By CHRIS HA’ARABE - Wansolwara - Sept. 5, 2018:

The award-winning documentary, Leitis in Waiting, has come to Fiji with strong messages that challenge attitudes and behaviours towards the transgender minority community.

During a press briefing at The University of the South Pacific’s Oceania Centre in Suva yesterday, lead protagonist in the film, Joey Mataele, said there were a lot of untold stories that needed to be shared.

“In this film, I want to tell my story. I want to tell the world what we, transgender individuals, have been facing in the past,” said Mataele, who hails from Tonga.

“Respect is one of the main problems I’ve encountered in my own society.

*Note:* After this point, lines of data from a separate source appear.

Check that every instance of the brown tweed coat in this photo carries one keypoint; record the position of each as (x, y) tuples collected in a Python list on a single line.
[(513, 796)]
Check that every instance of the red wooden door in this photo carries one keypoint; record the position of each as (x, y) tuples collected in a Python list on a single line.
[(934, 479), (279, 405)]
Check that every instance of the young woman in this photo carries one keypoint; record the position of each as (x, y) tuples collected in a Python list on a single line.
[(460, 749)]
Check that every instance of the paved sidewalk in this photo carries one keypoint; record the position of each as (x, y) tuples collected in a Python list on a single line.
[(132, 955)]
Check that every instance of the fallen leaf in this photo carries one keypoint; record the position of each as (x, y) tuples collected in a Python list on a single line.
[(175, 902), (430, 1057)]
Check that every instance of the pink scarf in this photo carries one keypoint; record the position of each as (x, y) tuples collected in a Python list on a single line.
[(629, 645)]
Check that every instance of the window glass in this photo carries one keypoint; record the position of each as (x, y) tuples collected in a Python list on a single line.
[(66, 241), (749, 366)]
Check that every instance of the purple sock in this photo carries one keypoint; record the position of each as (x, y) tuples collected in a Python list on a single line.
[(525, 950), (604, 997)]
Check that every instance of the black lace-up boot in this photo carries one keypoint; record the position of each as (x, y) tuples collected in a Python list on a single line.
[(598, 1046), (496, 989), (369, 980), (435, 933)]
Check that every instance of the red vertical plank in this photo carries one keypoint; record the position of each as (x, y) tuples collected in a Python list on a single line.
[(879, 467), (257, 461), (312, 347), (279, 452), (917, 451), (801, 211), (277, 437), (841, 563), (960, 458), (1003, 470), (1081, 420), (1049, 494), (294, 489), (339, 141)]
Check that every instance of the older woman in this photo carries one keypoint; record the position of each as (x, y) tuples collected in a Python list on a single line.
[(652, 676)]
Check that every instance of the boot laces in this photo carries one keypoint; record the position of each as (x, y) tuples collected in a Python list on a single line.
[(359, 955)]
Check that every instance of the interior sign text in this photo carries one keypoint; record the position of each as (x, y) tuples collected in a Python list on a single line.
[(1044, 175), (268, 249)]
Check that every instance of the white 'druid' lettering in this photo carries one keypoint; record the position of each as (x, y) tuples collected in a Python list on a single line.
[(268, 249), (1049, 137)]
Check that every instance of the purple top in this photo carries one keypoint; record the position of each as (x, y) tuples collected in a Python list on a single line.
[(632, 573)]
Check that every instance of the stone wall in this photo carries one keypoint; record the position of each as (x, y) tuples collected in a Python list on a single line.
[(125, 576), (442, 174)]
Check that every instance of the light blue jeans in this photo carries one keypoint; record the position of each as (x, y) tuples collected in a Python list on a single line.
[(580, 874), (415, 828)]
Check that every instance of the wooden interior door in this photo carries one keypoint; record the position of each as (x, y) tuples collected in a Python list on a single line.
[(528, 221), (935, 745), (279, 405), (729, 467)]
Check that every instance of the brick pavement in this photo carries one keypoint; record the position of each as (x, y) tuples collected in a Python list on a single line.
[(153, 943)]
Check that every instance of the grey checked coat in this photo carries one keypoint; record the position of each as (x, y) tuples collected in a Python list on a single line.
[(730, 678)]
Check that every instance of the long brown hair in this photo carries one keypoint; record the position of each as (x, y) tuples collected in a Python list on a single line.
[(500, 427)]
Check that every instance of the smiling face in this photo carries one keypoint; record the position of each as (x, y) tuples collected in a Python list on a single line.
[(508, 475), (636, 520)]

We should respect each other, respect our dignity and treat each other like human beings.”

The film, which is supported by the Pacific Community’s Pacific Equality Project, is the centerpiece of a campaign that uses and challenges attitudes that stigmatise, threaten and in many countries, criminalise LGBTQI (lesbian, gay, bisexual, transgender, queer and intersex) lives.

The project’s assistant co-ordinator, Benjamin Patel, said the film was about sharing the views and concerns of the LGBTQI community.

“It’s about sharing our views as a minority group so that people will see and understand who we really are,” Patel said.

The film’s producer and director, Dean Hamer, said through visual arts and video making, the world would be able to see what actually happens in the South Pacific kingdom of Tonga.

“Looking at these strategic types of cultures, many people in the Pacific will think that this kind of culture or practice is not from the Pacific,” Hamer said.